Tv Parma - Leonardi: "Cassano è fantacalcio. Antonis? Non è ancora fatta, se arriva lo giriamo in prestito"
Intervistato ai microfoni di Tv Parma nel corso della trasmissione Agorà, Pietro Leonardi ha fatto il punto della situazione sul mercato del Parma, smentendo sia la chiusura della trattativa per Terry Antonis che la possibilità di approdo in Emilia di Antonio Cassano.
Cassano al Parma?
"E' come dire che andiamo in Champions. Magari ora prendiamo anche Messi... (ride, ndr)".
Il Sidney ha annunciato ufficialmente l'arrivo in maglia crociata di Terry Antonis:
"Abbiamo fatto una ricerca e abbiamo iniziato un percorso collaborativo con altre società. Nei prossimi giorni Apolloni vi spiegherà meglio il tutto, lui sarà uno degli artefici delle collaborazioni del Parma. Per noi è importante far giocare i giovani, ma non sparpagliati, bensì in un’unica squadra. Questo è il nostro grande cambiamento. Per quanto riguarda Antonis non abbiamo ancora formalizzato l’accordo, a quanto pare, però, il Sidney ha voglia di accelerare i tempi (ride, ndr)… Se dovesse andare in porto l’affare, il giocatore farebbe parte di uno dei nostri progetti (Gubbio o Nova Gorica, ndr). I tifosi non devono avere chissà quali aspettative su Antonis: il ragazzo ha fatto bene in Australia ma ha ancora tutto da dimostrare".

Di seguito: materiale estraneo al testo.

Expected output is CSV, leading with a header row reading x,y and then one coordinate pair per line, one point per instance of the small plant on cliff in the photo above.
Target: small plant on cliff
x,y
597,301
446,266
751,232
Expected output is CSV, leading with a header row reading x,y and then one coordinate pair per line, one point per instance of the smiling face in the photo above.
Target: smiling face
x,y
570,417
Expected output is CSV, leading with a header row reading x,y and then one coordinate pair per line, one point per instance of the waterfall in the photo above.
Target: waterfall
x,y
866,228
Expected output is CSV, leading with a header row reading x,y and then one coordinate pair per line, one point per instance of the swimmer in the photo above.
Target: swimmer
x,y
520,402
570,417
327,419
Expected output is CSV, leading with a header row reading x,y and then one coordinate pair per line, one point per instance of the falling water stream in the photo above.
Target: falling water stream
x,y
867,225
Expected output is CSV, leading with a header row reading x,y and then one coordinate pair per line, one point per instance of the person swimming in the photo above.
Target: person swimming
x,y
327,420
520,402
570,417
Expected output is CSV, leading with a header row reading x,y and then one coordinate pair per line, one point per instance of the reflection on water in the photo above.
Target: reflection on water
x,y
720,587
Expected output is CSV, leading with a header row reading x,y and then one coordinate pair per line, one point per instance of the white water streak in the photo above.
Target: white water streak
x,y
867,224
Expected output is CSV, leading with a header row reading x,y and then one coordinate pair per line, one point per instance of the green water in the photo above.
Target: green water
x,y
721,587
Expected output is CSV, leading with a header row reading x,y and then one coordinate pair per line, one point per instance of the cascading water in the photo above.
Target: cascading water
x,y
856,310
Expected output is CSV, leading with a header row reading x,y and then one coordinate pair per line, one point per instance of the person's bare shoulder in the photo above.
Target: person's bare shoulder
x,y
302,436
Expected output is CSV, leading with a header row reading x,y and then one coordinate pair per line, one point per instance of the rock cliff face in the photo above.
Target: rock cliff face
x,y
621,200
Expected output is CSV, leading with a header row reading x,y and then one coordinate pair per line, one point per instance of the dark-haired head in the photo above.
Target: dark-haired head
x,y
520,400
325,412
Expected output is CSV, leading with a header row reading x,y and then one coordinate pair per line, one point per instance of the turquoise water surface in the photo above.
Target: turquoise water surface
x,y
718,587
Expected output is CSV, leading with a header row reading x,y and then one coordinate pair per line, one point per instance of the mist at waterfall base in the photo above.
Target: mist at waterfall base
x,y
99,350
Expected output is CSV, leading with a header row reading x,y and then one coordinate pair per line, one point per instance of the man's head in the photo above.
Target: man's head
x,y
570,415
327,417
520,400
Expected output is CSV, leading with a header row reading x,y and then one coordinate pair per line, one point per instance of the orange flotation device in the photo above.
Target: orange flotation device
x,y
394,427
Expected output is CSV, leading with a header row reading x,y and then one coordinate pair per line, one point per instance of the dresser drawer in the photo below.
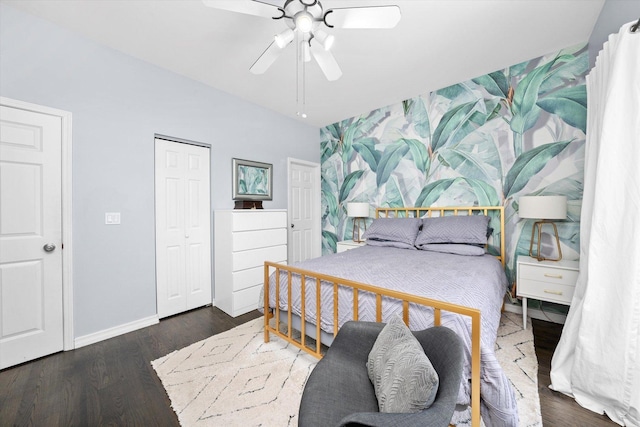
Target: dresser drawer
x,y
558,276
257,257
245,221
546,291
244,240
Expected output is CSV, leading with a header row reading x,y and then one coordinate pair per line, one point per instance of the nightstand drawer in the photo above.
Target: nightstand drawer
x,y
553,292
556,276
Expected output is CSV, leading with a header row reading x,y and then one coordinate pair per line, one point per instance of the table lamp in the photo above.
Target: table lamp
x,y
545,209
358,211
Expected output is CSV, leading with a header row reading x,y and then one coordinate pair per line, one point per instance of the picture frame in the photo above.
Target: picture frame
x,y
252,181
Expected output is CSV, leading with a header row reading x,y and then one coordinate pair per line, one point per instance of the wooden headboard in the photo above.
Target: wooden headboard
x,y
496,212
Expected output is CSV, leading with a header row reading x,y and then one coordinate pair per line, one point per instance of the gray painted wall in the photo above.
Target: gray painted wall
x,y
118,104
614,14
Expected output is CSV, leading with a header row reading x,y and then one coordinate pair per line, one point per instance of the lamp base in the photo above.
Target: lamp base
x,y
356,229
538,226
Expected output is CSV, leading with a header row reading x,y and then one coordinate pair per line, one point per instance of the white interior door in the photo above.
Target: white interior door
x,y
304,210
183,227
31,300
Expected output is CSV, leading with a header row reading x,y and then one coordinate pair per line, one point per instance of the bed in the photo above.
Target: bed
x,y
427,287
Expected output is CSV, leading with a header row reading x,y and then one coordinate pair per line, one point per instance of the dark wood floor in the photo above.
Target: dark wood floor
x,y
112,382
558,409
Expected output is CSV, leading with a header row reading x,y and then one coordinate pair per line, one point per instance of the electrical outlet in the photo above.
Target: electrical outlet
x,y
112,218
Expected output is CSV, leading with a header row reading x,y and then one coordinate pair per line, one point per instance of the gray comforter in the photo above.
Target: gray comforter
x,y
472,281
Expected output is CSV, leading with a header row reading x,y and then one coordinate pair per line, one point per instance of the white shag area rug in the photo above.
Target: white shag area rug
x,y
236,379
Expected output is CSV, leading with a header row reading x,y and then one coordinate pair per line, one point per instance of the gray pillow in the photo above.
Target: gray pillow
x,y
402,375
453,248
467,229
397,232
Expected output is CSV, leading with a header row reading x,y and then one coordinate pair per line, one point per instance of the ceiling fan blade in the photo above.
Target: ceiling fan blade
x,y
363,17
248,7
326,61
267,58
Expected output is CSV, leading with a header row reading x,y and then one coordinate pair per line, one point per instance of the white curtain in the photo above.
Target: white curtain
x,y
597,360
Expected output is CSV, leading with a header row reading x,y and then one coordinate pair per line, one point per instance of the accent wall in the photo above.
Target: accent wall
x,y
484,142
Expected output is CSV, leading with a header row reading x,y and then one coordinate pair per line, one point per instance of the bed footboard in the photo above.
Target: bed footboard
x,y
316,279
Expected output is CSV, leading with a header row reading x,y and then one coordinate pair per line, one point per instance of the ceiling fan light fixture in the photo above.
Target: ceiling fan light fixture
x,y
326,40
304,22
284,38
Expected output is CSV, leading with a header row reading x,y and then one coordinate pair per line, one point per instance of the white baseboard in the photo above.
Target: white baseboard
x,y
115,331
536,313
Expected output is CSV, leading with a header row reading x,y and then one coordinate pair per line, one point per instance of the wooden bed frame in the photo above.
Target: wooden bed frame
x,y
438,306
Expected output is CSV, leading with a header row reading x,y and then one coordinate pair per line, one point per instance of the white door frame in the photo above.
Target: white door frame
x,y
317,217
67,240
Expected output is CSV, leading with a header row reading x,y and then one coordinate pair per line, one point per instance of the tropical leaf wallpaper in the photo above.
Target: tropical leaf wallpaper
x,y
486,141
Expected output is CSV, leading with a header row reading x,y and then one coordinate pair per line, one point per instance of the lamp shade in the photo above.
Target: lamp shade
x,y
543,207
357,210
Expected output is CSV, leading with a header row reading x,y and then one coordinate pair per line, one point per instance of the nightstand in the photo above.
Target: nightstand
x,y
552,281
345,245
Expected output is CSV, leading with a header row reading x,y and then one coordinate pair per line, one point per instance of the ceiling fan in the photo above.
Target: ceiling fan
x,y
306,21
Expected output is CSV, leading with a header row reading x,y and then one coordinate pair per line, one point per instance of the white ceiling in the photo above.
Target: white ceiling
x,y
437,43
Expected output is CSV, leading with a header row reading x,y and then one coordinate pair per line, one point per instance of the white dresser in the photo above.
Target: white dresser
x,y
244,240
552,281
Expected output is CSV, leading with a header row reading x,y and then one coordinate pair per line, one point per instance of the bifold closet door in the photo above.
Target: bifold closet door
x,y
183,227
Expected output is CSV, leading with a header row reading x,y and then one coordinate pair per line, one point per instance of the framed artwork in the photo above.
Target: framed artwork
x,y
252,180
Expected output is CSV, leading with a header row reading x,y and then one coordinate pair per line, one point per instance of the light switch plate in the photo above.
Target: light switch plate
x,y
112,218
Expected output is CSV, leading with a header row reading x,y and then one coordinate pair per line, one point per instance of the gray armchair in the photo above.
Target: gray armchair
x,y
339,392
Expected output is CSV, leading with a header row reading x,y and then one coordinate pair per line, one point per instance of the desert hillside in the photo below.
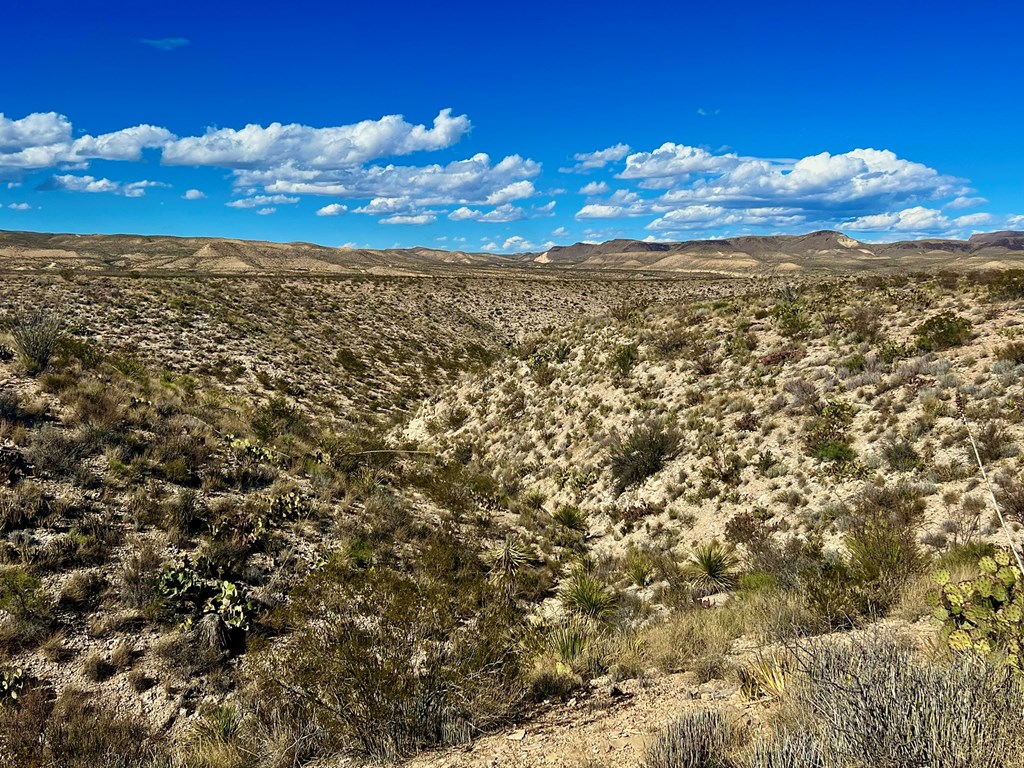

Uno dei giocatori crociati più corteggiati è senza dubbio Belfodil:
"Il Parma di una volta poteva trattenere i grandi giocatori: era il progetto che faceva restare i vari Melli, Asprilla e Minotti. Ora non è così. Provate a immaginare quanti giocatori sono arrivati a Parma e dove sono ora: Borini, Antonelli, Dzemaili, Giovinco… Con loro ancora in squadra forse avremmo potuto lottare per ben altri obiettivi, ma purtroppo la permanenza dei ragazzi non dipende solo da noi. Nel momento in cui arriva all’orecchio del procuratore un’offerta importante è difficile trattenere i giocatori. Preferisco avere in rosa un ragazzo qualitativamente inferiore che uno forte ma scontento".
Nonostante le varie smentite, i giornali continuano a parlare di un interessamento dell'Inter nei suoi confronti:
"Ritengo di essere una persona scomoda in questo calcio: difficilmente assecondo situazioni che non condivido e vi posso garantire che a livello di grandi club bisogna assecondare… Io devo rapportarmi con la società, però voglio sbagliare con la mia testa. Inoltre ho fatto tanti sacrifici in questi anni a Parma e spesso ho mascherato con un sorriso quelle che erano le nostre difficoltà. Ho apparecchiato tutto e non voglio andar via proprio sul più bello… Il mio desiderio più grande è quello di lasciare qualcosa, di entrare nel mio piccolo nella storia del Parma. Noi stiamo studiando in previsione del calciomercato: il calcio va analizzato a livello dirigenziale per quelli che sono gli andamenti di questo momento. Il mercato non è un mercato per la crisi che c’è. Se vediamo gli acquisti dei grandi club, vengono fuori da parametri zeri. Quella che era la nostra vita, è diventata la vita di quelli che dovevano dare a noi le risorse. Abbiamo scelto col Presidente di dare maggiore concretezza. A mio avviso nell’ultimo anno eravamo un po’ troppo inesperti, in questo mercato cercheremo di prendere alcuni elementi già pronti".